Finance: Political worries hold back fiscal stimulus

Finance: Political worries hold back fiscal stimulus

Analysts urge bump to debt ceiling

People make purchases at a fresh market in Bangkok. The pandemic has pushed the public debt-to-GDP ratio to 50.5%, worth 7.9 trillion baht, as of Nov 30. (Photo by Varuth Hirunyatheb)
People make purchases at a fresh market in Bangkok. The pandemic has pushed the public debt-to-GDP ratio to 50.5%, worth 7.9 trillion baht, as of Nov 30. (Photo by Varuth Hirunyatheb)

Thailand remains conservative regarding its public debt-to-GDP ceiling because of concerns over a domestic political backlash, even as other countries have already raised their debt ceilings to counter the crisis, says a ministerial source.

Although both the World Bank and IMF state Thailand's fiscal position remains strong and there is room for fiscal policy to stimulate the economy, the administration remains hesitant concerning stimulus, said a source at the Finance Ministry who requested anonymity.

Raising the public debt ceiling is a regular talking point among opposition parties when criticising the administration, said the source.

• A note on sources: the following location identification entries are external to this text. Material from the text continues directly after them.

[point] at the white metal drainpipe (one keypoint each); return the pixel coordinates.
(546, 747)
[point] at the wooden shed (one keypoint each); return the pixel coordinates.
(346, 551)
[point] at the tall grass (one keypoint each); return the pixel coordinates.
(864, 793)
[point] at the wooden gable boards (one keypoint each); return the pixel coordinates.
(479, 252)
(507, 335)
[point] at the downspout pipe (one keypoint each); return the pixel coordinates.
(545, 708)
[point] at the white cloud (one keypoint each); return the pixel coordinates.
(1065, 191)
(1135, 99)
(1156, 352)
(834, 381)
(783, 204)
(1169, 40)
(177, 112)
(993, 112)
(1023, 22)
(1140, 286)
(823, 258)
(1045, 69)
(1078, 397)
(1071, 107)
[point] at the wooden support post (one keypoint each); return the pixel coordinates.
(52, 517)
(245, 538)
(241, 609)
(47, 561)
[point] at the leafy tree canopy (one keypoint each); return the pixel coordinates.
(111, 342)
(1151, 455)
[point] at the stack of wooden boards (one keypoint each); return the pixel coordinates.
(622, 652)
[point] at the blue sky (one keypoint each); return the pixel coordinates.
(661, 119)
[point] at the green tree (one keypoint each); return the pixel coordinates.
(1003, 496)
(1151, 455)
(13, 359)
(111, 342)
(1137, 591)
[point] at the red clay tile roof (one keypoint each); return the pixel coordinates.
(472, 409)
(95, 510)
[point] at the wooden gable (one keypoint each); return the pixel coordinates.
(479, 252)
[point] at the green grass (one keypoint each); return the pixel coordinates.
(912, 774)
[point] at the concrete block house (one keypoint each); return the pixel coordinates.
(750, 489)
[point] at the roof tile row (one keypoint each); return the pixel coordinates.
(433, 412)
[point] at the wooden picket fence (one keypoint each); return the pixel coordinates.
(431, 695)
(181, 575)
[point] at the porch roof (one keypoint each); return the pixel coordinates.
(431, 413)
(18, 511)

Higher public debt means increased financial burdens shouldered by Thailand, which is a sensitive political issue, said the source.

The Fiscal Responsibility Act stipulates the public debt-to-GDP ratio must not breach the 60% ceiling.

The act, enforced from April 20, 2018, is designed to maximise budget spending and prevent politicians from repeatedly using off-budget borrowing to finance projects.

In contrast, many European countries issued policy directives to increase the public debt ceiling to manage the ongoing economic crisis, said the source.

Excess liquidity in the global financial markets due to ultra-low interest rates worldwide provides an opportunity for Thailand to seek external loans, said the source.

The country's sovereign credit rating also remains stable, helping boost its credibility to obtain external loans to diversify risks associated with funding sources, the source said.

The move would also provide Thailand with more financial remedies to help the economic recovery by using low financing costs, the source said.

The existing portion of external debts shouldered by the government is very low, registered at 86.4 billion baht or 1-2% of total outstanding public debts as of Nov 30, said the source.

The 60% public debt ceiling will have to be raised if the crisis continues, pushing the government to seek additional loans to supplement the 1-trillion-baht emergency loan decree approved in April 2020.

Thailand's public debt-to-GDP ratio stood at 50.5% with a value of 7.9 trillion baht as of Nov 30, according to the Public Debt Management Office.

The public debt level would rise to 57% of GDP upon borrowing the full amount under the loan decree.